A Estética é um dos ramos da Filosofia e seus objetos de estudo são a beleza, a sensibilidade e as formas de produção do sensível. O que a torna peculiarmente interessante para reflexões como a que este texto propõe é o fato de que o seu olhar não se restringe à produção estritamente artística, ou seja, a beleza presente em qualquer fenômeno natural ou social é de interesse sistemático da Estética. Soma-se a essa vantagem o dado que a Estética, em seu discurso sobre a beleza, produz uma reflexão de interesse filosófico-científico. Por vezes, discursos sobre a beleza, sobretudo, aquela presente no cotidiano, correm o risco de serem cooptados pelo relativismo do "gosto", ou seja, por um tipo de discurso que submete o objeto de estudo a um subjetivismo extremo do qual pouco se pode extrair em termos filosóficos e científicos. Pires11 parece identificar que é exatamente o que ocorre na avaliação do componente artístico na GA. Este fica subordinado ao que atrai ou coincide com o gosto do árbitro, pois as entrevistas desse estudo confirmaram que eles não têm critérios para diferenciar tal componente. E, tampouco, foram instruídos para este fim.

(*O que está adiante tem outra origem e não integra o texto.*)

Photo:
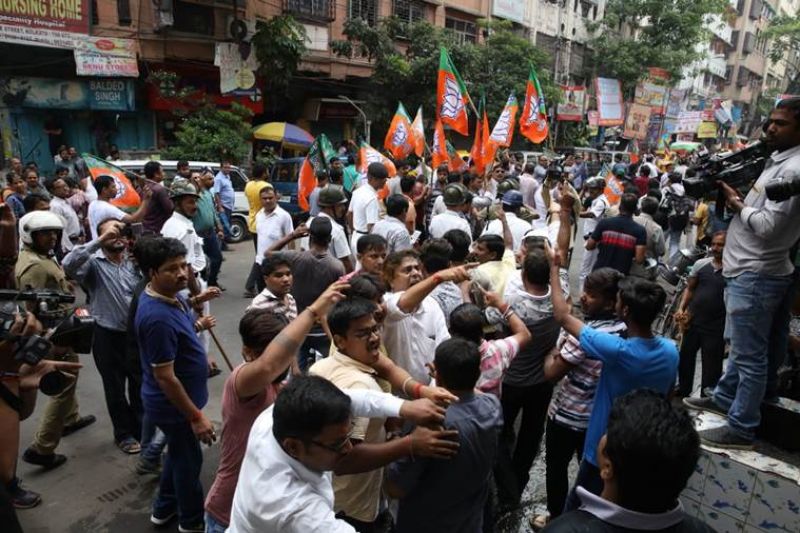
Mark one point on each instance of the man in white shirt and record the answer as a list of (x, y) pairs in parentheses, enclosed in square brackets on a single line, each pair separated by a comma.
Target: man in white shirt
[(285, 480), (455, 198), (364, 211), (511, 204), (59, 191), (393, 227), (333, 205), (597, 209), (272, 224), (414, 324), (101, 209)]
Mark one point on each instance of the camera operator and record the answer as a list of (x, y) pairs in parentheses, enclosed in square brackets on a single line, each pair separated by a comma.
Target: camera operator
[(109, 276), (760, 280), (18, 386), (40, 233)]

A reflexão Estética exige compreensibilidade e, justamente por isso, é um suporte eficaz em um estudo sistemático sobre a beleza contida em determinado fenômeno. Como aponta SUASSUNA12, "a Estética é uma espécie de reformulação da Filosofia inteira em relação à beleza e à arte" (p.23).

Passemos então a submeter as características da GA a uma análise Estética para, com isso, realizarmos uma discussão sobre a relação entre o artístico e a GA.

Que beleza produz a ginástica artística?

Uma vez que a Estética coloca toda a reflexão filosófica a serviço de sua análise é preciso, também, que se eleja certo recorte filosófico para tal. Pensadores diversos elegeram teorias e métodos sobre Estética, muitos deles, inclusive, divergentes. Como não se trata aqui de esmiuçar essas vertentes, partiremos de conceitos mais ou menos gerais no campo da Estética que, de um modo ou de outro, são passagens elementares na constituição desse ramo de estudo e que, para uma abordagem introdutória, serão certamente suficientes. Assim, nossa pergunta inicial deve situar-se no conceito de belo/beleza. Tal conceito carrega em si a noção de agradável aos sentidos ou de perfeição expressiva13-17.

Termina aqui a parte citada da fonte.